Personal information
- Born: March 29, 1945 (age 80)
- Nationality: American
- Listed height: 6 ft 0 in (1.83 m)
- Listed weight: 180 lb (82 kg)

Career information
- High school: Carmago/Montgomery County (Mount Sterling, Kentucky)
- College: Delta State (1965–1969)
- NBA draft: 1969: undrafted
- Position: Guard
- Number: 40

Career history

Playing
- 1970: Kentucky Colonels

Coaching
- 1972–1974: Utah Valley

Career highlights
- AP Little All-American First Team (1969);
- Stats at Basketball Reference

= Sam Little (basketball) =

American basketball player and coach (born 1945)

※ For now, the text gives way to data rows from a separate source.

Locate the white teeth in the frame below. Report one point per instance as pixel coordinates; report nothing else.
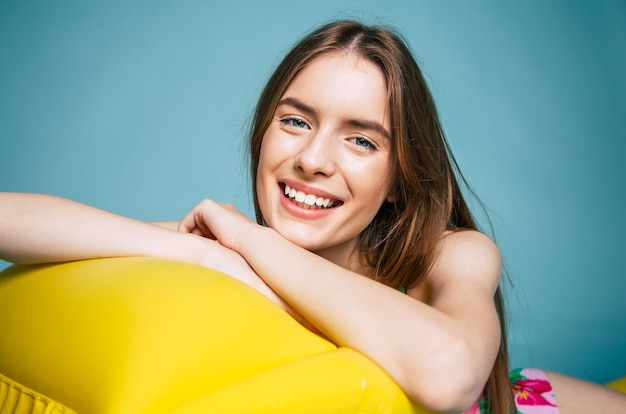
(308, 199)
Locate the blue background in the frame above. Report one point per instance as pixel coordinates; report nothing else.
(142, 109)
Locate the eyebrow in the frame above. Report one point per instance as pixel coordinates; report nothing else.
(359, 123)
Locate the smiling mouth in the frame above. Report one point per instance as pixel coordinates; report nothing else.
(309, 201)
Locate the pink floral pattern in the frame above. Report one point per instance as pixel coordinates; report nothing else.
(532, 393)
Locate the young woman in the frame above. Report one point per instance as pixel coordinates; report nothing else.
(362, 231)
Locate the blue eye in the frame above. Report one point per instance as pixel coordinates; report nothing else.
(294, 122)
(364, 143)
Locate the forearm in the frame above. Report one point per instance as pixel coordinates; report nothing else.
(417, 345)
(41, 228)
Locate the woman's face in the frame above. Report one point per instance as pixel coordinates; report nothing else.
(325, 165)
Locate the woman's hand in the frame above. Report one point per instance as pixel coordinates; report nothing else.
(221, 222)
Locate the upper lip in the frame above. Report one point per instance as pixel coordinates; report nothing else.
(308, 189)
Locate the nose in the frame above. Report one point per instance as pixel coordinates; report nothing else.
(317, 155)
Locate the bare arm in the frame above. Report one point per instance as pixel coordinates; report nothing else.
(37, 228)
(440, 352)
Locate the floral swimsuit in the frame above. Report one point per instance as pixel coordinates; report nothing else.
(532, 393)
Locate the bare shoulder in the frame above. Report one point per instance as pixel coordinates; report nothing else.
(468, 257)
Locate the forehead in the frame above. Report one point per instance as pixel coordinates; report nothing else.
(341, 83)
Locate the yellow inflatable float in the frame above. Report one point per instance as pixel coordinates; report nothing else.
(145, 335)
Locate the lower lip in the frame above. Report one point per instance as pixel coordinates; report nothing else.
(306, 213)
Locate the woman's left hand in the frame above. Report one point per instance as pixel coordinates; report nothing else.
(222, 222)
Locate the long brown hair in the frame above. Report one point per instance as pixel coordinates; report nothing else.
(400, 243)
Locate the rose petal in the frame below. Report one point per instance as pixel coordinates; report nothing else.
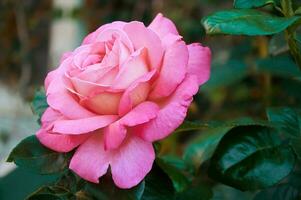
(58, 142)
(173, 69)
(132, 162)
(131, 70)
(172, 113)
(199, 62)
(136, 93)
(163, 26)
(143, 37)
(116, 132)
(85, 125)
(90, 160)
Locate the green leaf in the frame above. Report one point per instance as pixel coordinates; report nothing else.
(106, 190)
(282, 66)
(251, 157)
(245, 22)
(51, 193)
(31, 154)
(251, 3)
(39, 103)
(222, 75)
(203, 146)
(286, 119)
(179, 180)
(158, 186)
(196, 192)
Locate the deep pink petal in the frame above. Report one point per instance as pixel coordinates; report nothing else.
(116, 132)
(90, 160)
(132, 162)
(173, 69)
(58, 142)
(172, 113)
(163, 26)
(199, 62)
(143, 37)
(85, 125)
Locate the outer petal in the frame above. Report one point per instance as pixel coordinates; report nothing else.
(172, 113)
(116, 132)
(173, 69)
(85, 125)
(199, 62)
(144, 37)
(163, 26)
(58, 142)
(131, 162)
(90, 160)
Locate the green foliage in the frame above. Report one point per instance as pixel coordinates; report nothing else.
(251, 157)
(245, 22)
(39, 103)
(31, 154)
(251, 4)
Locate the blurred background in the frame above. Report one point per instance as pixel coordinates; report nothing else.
(246, 77)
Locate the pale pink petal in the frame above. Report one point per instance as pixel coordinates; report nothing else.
(144, 37)
(114, 135)
(173, 69)
(90, 160)
(131, 70)
(142, 113)
(172, 113)
(105, 103)
(85, 125)
(136, 93)
(199, 62)
(163, 26)
(132, 162)
(58, 142)
(68, 105)
(116, 132)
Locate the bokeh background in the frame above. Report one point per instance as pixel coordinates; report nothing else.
(33, 34)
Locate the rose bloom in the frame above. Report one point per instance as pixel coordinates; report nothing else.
(125, 87)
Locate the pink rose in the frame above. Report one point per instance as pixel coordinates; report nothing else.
(125, 87)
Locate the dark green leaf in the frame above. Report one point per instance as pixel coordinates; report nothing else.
(251, 3)
(222, 75)
(245, 22)
(198, 192)
(179, 180)
(31, 154)
(202, 148)
(51, 193)
(106, 190)
(251, 157)
(39, 103)
(158, 186)
(282, 66)
(286, 119)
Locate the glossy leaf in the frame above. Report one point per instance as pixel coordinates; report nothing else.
(31, 154)
(251, 3)
(203, 146)
(106, 190)
(158, 186)
(51, 193)
(282, 66)
(179, 180)
(39, 103)
(245, 22)
(251, 157)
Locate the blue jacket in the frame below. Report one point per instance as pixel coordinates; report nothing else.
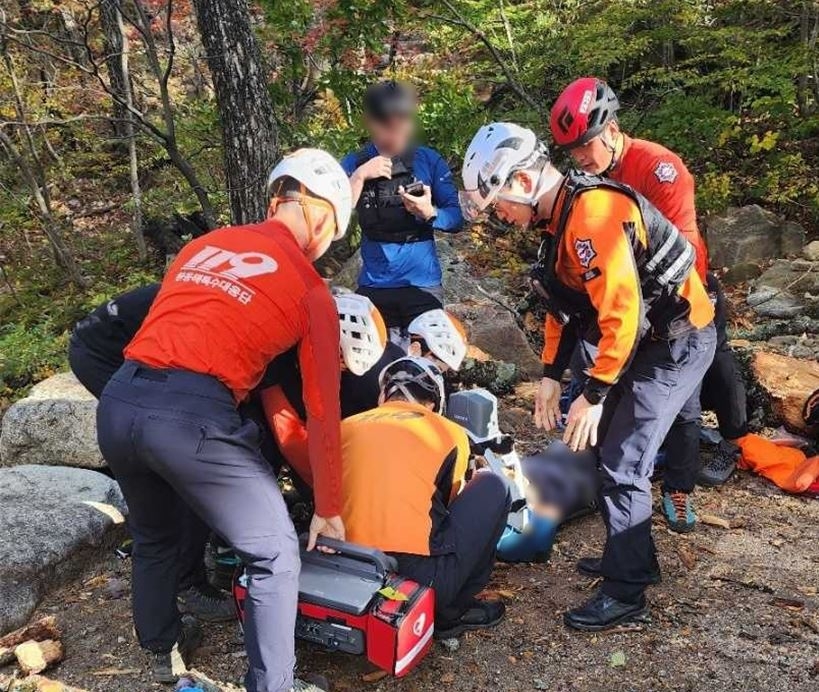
(391, 265)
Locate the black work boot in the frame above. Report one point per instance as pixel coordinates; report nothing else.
(480, 615)
(168, 667)
(602, 612)
(591, 567)
(207, 603)
(720, 467)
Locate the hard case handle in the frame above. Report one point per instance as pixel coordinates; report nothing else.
(382, 562)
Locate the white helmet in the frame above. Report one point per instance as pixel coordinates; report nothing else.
(444, 336)
(407, 374)
(363, 332)
(323, 177)
(496, 151)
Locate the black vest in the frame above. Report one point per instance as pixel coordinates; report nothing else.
(663, 264)
(381, 212)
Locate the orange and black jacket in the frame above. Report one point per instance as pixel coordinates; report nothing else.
(662, 178)
(402, 465)
(619, 269)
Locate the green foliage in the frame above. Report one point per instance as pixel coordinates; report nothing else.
(29, 353)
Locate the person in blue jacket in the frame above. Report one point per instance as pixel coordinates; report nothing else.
(403, 193)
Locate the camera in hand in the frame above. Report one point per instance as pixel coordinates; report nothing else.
(416, 189)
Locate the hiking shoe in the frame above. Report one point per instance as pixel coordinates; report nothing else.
(678, 512)
(721, 466)
(591, 567)
(602, 612)
(168, 667)
(480, 615)
(310, 683)
(207, 603)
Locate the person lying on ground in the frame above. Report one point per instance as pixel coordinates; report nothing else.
(611, 264)
(403, 193)
(560, 485)
(584, 122)
(403, 470)
(169, 424)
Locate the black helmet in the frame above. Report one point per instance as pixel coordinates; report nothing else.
(387, 99)
(417, 379)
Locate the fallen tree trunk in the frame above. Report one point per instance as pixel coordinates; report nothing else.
(40, 630)
(788, 382)
(34, 657)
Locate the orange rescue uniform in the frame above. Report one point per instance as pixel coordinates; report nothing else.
(596, 257)
(233, 300)
(402, 466)
(662, 178)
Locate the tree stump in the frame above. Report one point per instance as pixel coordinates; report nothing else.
(42, 629)
(34, 657)
(788, 382)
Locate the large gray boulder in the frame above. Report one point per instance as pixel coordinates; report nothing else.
(751, 234)
(787, 289)
(495, 331)
(54, 425)
(54, 523)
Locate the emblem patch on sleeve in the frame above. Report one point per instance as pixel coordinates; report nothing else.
(666, 172)
(585, 252)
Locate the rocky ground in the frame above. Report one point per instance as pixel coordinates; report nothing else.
(738, 609)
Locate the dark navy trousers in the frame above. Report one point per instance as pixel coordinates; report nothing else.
(474, 526)
(94, 371)
(175, 439)
(661, 385)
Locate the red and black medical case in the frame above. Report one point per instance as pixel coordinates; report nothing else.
(353, 601)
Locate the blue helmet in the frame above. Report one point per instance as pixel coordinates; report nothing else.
(533, 543)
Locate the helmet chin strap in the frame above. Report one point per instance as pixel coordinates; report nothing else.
(612, 149)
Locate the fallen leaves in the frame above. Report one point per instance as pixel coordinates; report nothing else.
(617, 659)
(713, 520)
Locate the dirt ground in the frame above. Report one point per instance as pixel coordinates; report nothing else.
(738, 609)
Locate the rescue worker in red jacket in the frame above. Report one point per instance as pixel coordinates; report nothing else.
(169, 426)
(614, 266)
(584, 121)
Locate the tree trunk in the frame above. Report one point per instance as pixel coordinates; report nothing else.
(111, 18)
(248, 127)
(788, 382)
(130, 133)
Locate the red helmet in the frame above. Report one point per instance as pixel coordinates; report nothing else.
(582, 111)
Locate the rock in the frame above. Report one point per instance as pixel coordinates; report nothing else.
(748, 234)
(54, 425)
(54, 523)
(788, 382)
(785, 289)
(811, 251)
(499, 377)
(739, 273)
(494, 330)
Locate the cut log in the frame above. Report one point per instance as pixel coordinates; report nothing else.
(788, 382)
(34, 657)
(40, 630)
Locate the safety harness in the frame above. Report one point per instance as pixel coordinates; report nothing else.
(663, 262)
(381, 212)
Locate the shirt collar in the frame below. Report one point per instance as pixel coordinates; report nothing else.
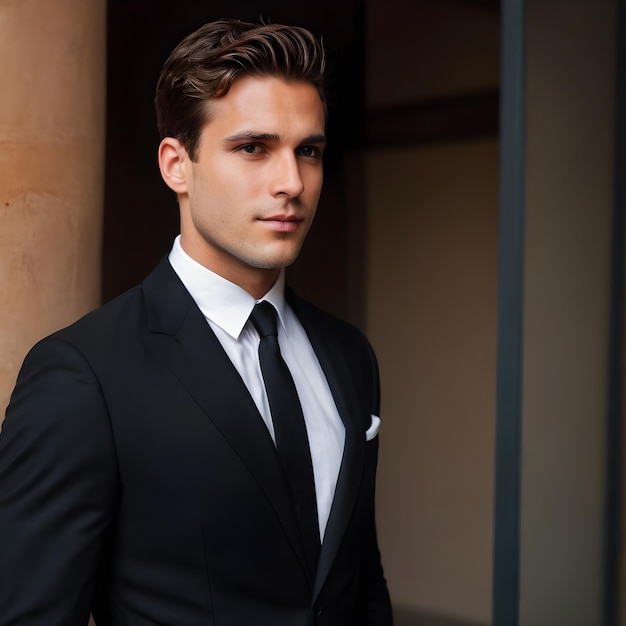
(222, 302)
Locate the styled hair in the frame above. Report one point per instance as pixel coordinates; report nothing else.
(205, 64)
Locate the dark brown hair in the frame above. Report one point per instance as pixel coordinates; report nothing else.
(206, 63)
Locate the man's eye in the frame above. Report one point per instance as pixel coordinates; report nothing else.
(308, 151)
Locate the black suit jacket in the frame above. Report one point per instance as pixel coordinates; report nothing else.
(139, 482)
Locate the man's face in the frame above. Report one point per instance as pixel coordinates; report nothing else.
(252, 193)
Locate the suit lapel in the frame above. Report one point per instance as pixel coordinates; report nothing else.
(180, 335)
(335, 368)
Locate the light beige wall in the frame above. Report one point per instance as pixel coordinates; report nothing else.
(571, 48)
(52, 63)
(432, 320)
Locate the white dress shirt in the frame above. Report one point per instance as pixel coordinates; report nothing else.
(227, 307)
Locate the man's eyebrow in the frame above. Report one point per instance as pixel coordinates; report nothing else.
(273, 137)
(249, 135)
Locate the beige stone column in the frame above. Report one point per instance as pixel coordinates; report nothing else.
(52, 120)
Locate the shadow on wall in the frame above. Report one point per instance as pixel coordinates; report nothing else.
(411, 617)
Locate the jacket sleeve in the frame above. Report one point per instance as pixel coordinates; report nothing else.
(58, 486)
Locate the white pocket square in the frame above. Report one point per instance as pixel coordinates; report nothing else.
(372, 431)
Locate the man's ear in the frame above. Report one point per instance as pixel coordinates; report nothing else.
(173, 160)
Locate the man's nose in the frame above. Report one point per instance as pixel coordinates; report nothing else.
(287, 178)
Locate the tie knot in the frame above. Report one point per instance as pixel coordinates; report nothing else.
(264, 319)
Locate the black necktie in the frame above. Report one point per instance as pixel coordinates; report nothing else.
(291, 437)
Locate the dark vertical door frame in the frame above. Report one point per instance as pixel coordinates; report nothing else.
(506, 563)
(614, 481)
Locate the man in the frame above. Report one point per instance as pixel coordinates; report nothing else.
(155, 467)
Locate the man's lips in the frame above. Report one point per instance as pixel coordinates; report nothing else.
(283, 223)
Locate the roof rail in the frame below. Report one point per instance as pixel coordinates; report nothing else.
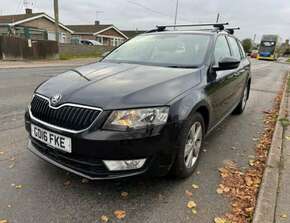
(218, 26)
(231, 30)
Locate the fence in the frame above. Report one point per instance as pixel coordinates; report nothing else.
(73, 50)
(14, 48)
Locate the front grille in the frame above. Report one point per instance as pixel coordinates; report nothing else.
(68, 117)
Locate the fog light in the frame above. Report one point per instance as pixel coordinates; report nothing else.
(115, 165)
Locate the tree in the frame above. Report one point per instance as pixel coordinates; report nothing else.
(247, 44)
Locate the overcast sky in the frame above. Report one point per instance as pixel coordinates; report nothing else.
(253, 16)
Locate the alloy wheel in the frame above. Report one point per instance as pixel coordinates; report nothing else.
(193, 144)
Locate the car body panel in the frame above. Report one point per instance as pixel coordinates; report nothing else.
(115, 86)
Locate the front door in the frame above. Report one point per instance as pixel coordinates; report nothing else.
(221, 90)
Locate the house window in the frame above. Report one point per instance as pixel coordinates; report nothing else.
(100, 39)
(116, 41)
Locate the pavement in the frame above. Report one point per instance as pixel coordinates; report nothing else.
(34, 191)
(282, 209)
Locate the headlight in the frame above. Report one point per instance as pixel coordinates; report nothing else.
(136, 118)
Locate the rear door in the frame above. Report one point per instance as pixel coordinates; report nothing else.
(241, 74)
(221, 91)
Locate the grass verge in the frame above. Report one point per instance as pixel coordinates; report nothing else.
(242, 186)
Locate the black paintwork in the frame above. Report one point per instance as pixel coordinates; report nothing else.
(110, 86)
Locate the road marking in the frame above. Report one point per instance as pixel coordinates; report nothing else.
(265, 91)
(261, 66)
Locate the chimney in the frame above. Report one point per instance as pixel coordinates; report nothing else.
(28, 11)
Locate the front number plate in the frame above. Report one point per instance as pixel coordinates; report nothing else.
(51, 139)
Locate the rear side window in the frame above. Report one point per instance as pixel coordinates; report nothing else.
(242, 50)
(221, 49)
(234, 47)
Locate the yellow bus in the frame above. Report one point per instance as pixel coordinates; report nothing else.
(269, 47)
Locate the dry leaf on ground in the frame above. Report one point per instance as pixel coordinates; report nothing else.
(242, 185)
(67, 183)
(188, 193)
(124, 194)
(191, 204)
(220, 220)
(120, 214)
(104, 219)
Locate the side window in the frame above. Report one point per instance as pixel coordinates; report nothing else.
(242, 50)
(234, 47)
(221, 49)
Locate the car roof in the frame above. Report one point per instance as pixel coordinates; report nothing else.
(199, 32)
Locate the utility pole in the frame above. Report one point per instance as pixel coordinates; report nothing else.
(218, 18)
(56, 19)
(176, 12)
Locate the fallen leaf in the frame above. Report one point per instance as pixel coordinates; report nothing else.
(67, 183)
(104, 219)
(124, 194)
(284, 216)
(220, 220)
(251, 162)
(193, 210)
(191, 204)
(188, 193)
(85, 181)
(219, 190)
(18, 186)
(120, 214)
(226, 189)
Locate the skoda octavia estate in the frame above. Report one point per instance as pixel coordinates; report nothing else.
(146, 107)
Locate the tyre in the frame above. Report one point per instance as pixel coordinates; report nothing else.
(189, 146)
(242, 105)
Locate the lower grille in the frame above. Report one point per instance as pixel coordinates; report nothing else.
(89, 166)
(67, 116)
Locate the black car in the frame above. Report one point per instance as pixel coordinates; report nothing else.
(144, 108)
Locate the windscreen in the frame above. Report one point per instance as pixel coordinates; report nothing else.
(172, 50)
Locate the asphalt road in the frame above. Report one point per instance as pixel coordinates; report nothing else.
(44, 198)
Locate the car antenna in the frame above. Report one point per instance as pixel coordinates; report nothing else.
(231, 30)
(218, 26)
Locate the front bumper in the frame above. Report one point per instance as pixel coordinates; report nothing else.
(89, 149)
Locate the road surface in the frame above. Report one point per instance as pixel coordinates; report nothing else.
(44, 198)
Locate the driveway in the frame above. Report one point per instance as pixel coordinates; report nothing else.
(34, 191)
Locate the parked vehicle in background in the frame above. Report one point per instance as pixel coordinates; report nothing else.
(90, 42)
(254, 54)
(269, 47)
(144, 108)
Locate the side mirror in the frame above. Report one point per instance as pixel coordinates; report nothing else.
(105, 54)
(227, 63)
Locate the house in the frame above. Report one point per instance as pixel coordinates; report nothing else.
(108, 35)
(132, 33)
(36, 26)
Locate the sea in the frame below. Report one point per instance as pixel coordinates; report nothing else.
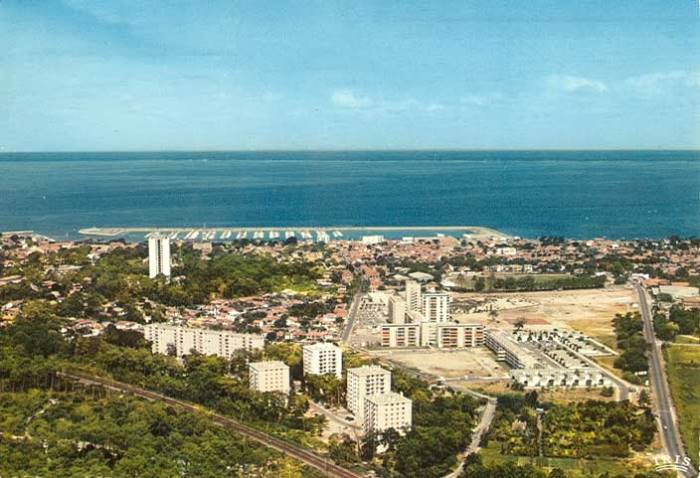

Samuel Ray Little (born March 29, 1945) is a retired professional basketball player who spent one season in the American Basketball Association (ABA) as a member of the Kentucky Colonels during the 1969–70 season after a successful college career at Delta State University. While he was not drafted into the National Basketball Association (NBA) after graduating from Delta State, the New Orleans Buccaneers did select him in the 1969 ABA Draft.

Little was also a coach, heading Utah Valley University's men's basketball team for the first two seasons in the program's history (1972–1974).